Oracle Real Application Clusters

EMC AccessAnywhere clustering technology allows read/write access to distributed volumes across distance where the volumes have the exact same SCSI LUN identity. This technology allows hypervisors to migrate virtual machines across distance and application clusters such as Oracle Real Application Clusters (RAC) to provide high availability across distance.

For more information about VPLEX Metro working in conjunction with Oracle RAC on the Vblock platform, refer to Oracle Extended RAC With EMC VPLEX Metro Best Practices Planning.

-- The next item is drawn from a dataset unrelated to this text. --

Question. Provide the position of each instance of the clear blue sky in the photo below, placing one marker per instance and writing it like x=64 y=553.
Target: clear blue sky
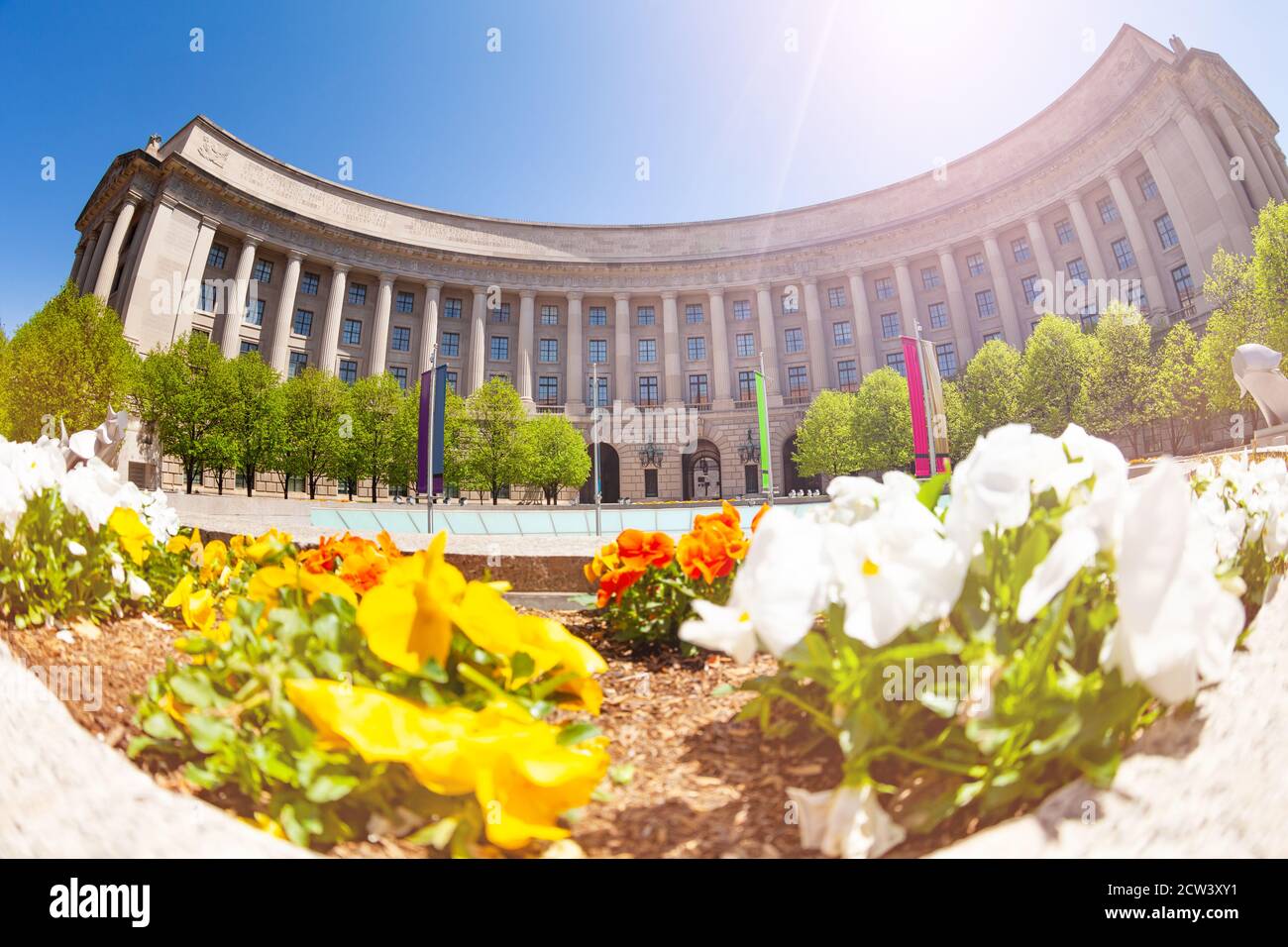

Unsupported configurations

VCE does not support: VPLEX configurations with the following characteristics:

. Servers or storage allocated by UIM/P . Merging of a Vblock platform SAN fabric with any other SAN fabric . More than one Vblock platform connected to a single VPLEX instance

Recommended configurations

All of the following configuration examples assume the following:

. The term site refers to a location. Sites can be rooms or floors in a building, buildings in a campus environment, or data centers separated by distance. . Both sites have access to 100% of the applications and data protected by VPLEX Metro through distributed virtual volumes. . Site A is running 50% of the VPLEX Metro protected applications, but must have enough VMware resources to run 100% of the applications. . Site B is running 50% of the VPLEX Metro protected applications, but must have enough VMware resources to run 100% of the applications. . In the case of a site failure, there will be zero data loss, but there will be a +/-1 minute delay while the virtual guests start up on the other site.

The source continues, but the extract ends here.